Robust End-to-End Offline Chinese Handwriting Text Page Spotter with Text Kernel

Zhihao Wang,Yanwei Yu,Yibo Wang,Haixu Long,Fazheng Wang
DOI: https://doi.org/10.48550/arXiv.2107.01547
2021-07-04
Abstract:Offline Chinese handwriting text recognition is a long-standing research topic in the field of pattern recognition. In previous studies, text detection and recognition are separated, which leads to the fact that text recognition is highly dependent on the detection results. In this paper, we propose a robust end-to-end Chinese text page spotter framework. It unifies text detection and text recognition with text kernel that integrates global text feature information to optimize the recognition from multiple scales, which reduces the dependence of detection and improves the robustness of the system. Our method achieves state-of-the-art results on the CASIA-HWDB2.0-2.2 dataset and ICDAR-2013 competition dataset. Without any language model, the correct rates are 99.12% and 94.27% for line-level recognition, and 99.03% and 94.20% for page-level recognition, respectively.
Computer Vision and Pattern Recognition
What problem does this paper attempt to address?

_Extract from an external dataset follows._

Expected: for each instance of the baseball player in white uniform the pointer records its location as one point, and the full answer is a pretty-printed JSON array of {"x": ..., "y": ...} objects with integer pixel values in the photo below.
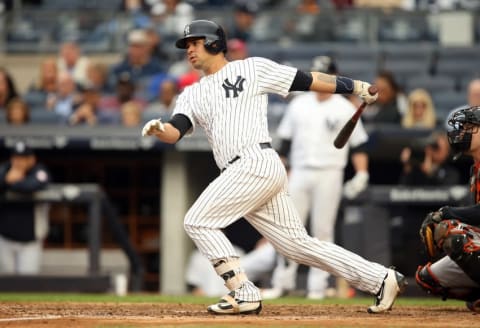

The problems that this paper attempts to solve are several major challenges in offline Chinese handwritten text recognition, specifically including: 1. **Character Diversity**: Chinese handwritten fonts contain a large number of characters, which increases the difficulty of recognition. 2. **Writing Style Diversity**: The writing styles of different people vary greatly, ranging from sloppy to neat, which poses higher requirements for recognition algorithms. 3. **Character Cursive - writing Problem**: In handwritten texts, there are often cursive - writing phenomena between characters, resulting in blurred character boundaries and further increasing the difficulty of recognition. To solve these problems, the paper proposes a new end - to - end Chinese text page recognition framework. The main features of this framework are as follows: - **Unified Detection and Recognition**: Traditional Chinese handwritten text recognition methods usually perform text detection and recognition separately, which makes the recognition results highly dependent on the detection results. The framework proposed in this paper unifies detection and recognition by introducing Text Kernel, uses global text feature information to optimize the recognition process, reduces the dependence on detection results, and improves the robustness of the system. - **Multi - scale Information Fusion**: Improve the accuracy of recognition through multi - scale information fusion. Specifically, the Temporal Convolutional Network (TCN) and Self - attention mechanism are used to extract multi - scale text information. - **Text Kernel Segmentation**: Through text kernel segmentation, the feature information of text lines is concentrated in the core area, so that the text content can be correctly recognized even if the detection frame is not completely accurate. - **Centerline Alignment**: Use the centerline alignment technique to transform irregular text lines into rectangles through Thin - Plate Spline (TPS) transformation, thereby improving the accuracy of recognition. The experimental results show that this method has achieved state - of - the - art performance on the CASIA - HWDB2.0 - 2.2 data set and the ICDAR - 2013 competition data set, with the correct rates reaching 99.12% and 94.27% at the line - level and page - level recognition respectively, and also performs excellently without a language model. These results verify the effectiveness and robustness of the proposed method.